Fotografias feitas por satélites no dia 7 de agosto mostravam claramente a imagem habitual da plataforma gelada de Markham, de 50 quilômetros quadrados de superfície e entre 30 e 50 metros de espessura, encerrada em um fiorde profundo na costa de Ellesmere, como ocorreu durante milhares de anos. As nuvens cobriram a região, até que o céu clareou no dia 11 de agosto e, então, a plataforma de Markham havia desaparecido. “Como pode um fiorde inteiro congelado ficar sem gelo em questão de dias? Não podia acreditar que simplesmente sumira”, recordou Copland.
No total, cinco plataformas geladas na ilha Ellesmere perderam este ano 23% de seu gelo (214 quilômetros quadrados) durante o breve verão do Ártico. “A redução na plataforma de gelo é muito maior do que nossas piores estimativas”, afirmou Copland. O fenômeno ilustra claramente as enormes e aceleradas mudanças que ocorrem no Ártico. “Me surpreenderia se daqui a 10 anos restar alguma plataforma gelada”, acrescentou. As temperadoras de inverno mais altas estão guiando essa diminuição. Agora, a temperatura média no inverno é cinco graus mais elevada do que há 40 anos, ressaltou.
Agora, inclusive onde o gelo do Ártico brilha em sua maior parte intacto, esta grossa camada está deteriorada em sua superfície, e tem muito mais probabilidade de rachar e se quebrar. “Pode parecer que está bem, mas não está”, explicou Copland. Hoje, 214 quilômetros quadrados de plataformas geladas perdidas flutuam livremente como ilhas de gelo pelo mar Ártico. Com estas já estavam na água antes de se desprenderem, não contribuirão com o aumento do nível do mar.
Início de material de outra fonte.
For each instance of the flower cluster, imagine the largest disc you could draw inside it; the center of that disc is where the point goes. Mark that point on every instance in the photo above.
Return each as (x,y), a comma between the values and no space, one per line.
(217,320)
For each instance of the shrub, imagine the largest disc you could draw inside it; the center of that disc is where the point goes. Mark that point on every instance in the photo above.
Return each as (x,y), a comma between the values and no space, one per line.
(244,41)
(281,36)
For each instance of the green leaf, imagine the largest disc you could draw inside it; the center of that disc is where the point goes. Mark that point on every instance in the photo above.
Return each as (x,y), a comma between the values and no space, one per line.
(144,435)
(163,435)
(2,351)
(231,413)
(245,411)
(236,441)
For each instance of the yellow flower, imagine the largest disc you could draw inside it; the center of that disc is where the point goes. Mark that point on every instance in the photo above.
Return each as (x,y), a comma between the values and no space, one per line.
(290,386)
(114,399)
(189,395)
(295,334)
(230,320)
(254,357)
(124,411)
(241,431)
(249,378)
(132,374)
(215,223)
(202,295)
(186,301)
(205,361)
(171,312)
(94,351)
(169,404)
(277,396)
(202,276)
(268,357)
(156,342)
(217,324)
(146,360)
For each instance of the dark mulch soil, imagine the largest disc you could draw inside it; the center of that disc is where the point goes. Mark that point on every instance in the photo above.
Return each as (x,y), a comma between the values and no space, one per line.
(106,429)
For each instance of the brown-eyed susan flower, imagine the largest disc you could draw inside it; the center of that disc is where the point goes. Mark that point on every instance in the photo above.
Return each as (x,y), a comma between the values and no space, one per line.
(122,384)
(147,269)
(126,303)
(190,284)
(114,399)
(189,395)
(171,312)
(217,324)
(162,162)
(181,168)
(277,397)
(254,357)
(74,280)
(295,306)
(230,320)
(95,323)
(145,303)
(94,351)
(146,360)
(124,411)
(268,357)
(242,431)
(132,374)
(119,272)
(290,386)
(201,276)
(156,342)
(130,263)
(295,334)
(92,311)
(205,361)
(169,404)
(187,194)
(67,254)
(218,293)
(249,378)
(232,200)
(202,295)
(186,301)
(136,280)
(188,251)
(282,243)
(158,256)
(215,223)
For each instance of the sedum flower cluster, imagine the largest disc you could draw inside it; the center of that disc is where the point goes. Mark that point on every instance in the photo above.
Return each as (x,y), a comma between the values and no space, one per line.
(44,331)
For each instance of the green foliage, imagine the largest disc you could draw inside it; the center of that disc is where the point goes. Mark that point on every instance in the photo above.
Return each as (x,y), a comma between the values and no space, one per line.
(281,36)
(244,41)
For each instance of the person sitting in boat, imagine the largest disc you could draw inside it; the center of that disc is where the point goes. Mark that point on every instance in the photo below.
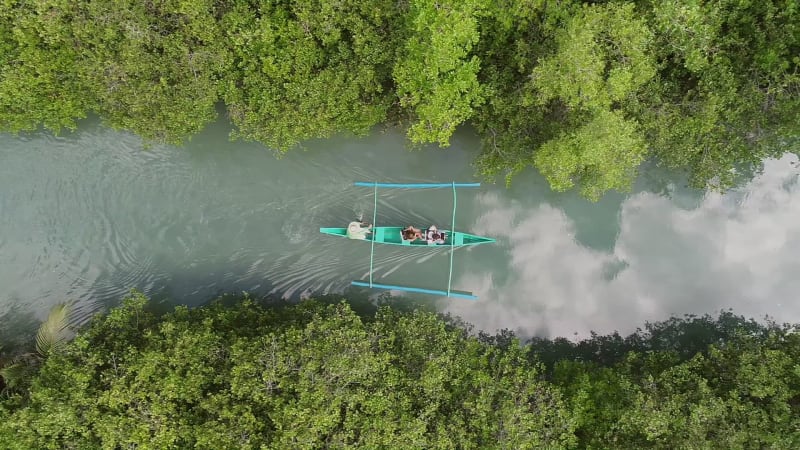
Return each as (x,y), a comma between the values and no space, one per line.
(411,234)
(433,236)
(356,230)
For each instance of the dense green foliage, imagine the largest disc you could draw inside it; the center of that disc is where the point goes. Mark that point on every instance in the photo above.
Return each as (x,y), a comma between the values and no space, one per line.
(584,92)
(319,375)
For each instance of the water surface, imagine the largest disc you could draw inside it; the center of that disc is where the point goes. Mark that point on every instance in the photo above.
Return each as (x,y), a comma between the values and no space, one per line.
(87,216)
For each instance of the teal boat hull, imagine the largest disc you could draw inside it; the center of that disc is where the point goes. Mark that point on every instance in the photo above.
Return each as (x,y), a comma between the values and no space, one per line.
(392,236)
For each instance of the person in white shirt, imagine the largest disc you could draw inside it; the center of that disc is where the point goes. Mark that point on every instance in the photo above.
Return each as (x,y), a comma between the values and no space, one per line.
(433,236)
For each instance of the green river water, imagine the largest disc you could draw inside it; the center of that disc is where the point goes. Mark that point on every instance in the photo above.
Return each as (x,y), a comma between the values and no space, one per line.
(86,216)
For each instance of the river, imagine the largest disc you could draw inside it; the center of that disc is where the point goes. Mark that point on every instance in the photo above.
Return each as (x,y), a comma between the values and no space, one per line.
(86,216)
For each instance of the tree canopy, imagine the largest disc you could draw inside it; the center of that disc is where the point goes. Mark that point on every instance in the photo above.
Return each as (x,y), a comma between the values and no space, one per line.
(583,92)
(317,374)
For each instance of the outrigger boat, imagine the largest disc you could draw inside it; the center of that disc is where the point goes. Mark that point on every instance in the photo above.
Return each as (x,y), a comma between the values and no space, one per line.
(393,236)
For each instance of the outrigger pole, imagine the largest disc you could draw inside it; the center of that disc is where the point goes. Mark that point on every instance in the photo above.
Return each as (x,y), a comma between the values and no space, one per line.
(449,292)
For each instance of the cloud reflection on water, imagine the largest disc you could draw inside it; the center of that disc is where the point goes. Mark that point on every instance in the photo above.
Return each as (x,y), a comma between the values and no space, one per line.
(737,250)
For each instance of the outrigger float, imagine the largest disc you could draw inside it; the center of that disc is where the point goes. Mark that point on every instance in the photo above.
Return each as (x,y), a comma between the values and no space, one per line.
(392,236)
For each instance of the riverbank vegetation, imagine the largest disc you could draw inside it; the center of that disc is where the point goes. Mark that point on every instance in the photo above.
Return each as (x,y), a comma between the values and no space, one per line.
(583,92)
(319,375)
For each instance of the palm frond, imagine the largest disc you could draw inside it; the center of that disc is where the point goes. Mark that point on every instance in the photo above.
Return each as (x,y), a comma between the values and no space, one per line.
(14,374)
(54,332)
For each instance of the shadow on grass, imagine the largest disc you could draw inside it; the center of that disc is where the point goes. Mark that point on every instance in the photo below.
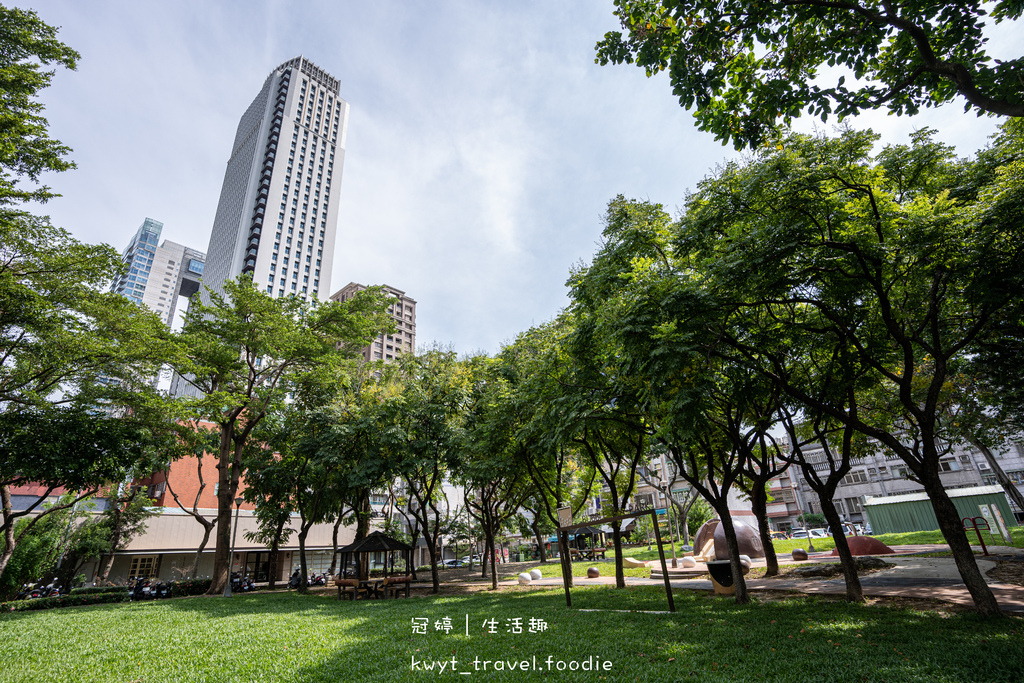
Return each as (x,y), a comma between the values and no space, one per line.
(709,638)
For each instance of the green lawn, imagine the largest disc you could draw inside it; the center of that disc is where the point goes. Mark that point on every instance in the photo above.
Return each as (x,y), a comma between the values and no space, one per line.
(786,546)
(286,637)
(607,568)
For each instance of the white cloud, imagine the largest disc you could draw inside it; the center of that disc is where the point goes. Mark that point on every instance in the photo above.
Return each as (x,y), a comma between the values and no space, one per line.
(483,143)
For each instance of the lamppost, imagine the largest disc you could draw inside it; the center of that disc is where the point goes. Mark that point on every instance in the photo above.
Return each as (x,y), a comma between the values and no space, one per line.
(230,554)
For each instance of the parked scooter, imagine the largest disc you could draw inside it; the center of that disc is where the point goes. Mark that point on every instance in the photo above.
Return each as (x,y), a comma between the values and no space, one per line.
(144,589)
(33,591)
(242,584)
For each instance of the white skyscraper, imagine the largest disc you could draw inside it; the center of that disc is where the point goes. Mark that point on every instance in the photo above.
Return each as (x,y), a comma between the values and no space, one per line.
(157,273)
(278,212)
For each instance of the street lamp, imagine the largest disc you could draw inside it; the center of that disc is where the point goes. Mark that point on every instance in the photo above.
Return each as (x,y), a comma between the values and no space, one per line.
(230,554)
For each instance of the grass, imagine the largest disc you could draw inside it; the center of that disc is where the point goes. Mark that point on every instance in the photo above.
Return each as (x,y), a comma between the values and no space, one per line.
(607,568)
(286,637)
(786,546)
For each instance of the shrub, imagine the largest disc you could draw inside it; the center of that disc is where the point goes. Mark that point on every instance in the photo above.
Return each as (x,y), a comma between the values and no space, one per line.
(189,587)
(97,590)
(64,601)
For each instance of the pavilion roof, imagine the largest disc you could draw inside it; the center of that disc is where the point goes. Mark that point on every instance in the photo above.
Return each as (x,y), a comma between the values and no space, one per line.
(375,543)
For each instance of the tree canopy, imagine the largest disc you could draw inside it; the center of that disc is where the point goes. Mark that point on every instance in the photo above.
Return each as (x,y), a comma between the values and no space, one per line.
(747,67)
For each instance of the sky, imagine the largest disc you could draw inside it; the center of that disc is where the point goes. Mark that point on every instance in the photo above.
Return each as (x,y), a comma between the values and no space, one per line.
(483,141)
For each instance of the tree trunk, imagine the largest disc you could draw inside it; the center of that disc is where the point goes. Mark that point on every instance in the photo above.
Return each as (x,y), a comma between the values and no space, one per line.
(1012,492)
(334,545)
(271,568)
(952,531)
(616,540)
(228,465)
(742,597)
(303,573)
(8,528)
(488,551)
(207,529)
(759,505)
(542,554)
(489,531)
(116,531)
(854,593)
(434,578)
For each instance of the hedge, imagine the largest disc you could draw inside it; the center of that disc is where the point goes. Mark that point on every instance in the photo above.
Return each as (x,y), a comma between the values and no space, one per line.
(189,587)
(96,590)
(62,601)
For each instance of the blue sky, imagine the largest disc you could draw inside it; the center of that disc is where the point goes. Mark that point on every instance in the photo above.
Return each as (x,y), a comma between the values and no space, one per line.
(483,141)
Estas plataformas constituem um potencial perigo para as embarcações, mas o que mais preocupa o especialista é a perda de ecossistemas únicos.
Muitas das plataformas geladas tinham lagos de água doce sobre elas. E nestas águas muito frias, formas únicas de vida microbiana sobreviveram tanto a temperaturas como a radiação ultravioleta extremas, própria de uma paisagem branca 24 horas por dia sob um sol de verão. “Estas são formas incomuns de vida que não podem ser encontradas em outra parte”, afirmou Copland. Até este ano, além do grande segmento desprendido da plataforma gelada de Ayles em 2005, não havia nenhuma evidência de mudanças nas camadas de gelo do Ártico. Este ano parece que se cruzou um umbral, porque as restantes plataformas geladas estão cobertas por rachaduras ziguezagueantes, disse Copland. “As coisas estão mudando realmente de maneira rápida no Ártico”, ressaltou.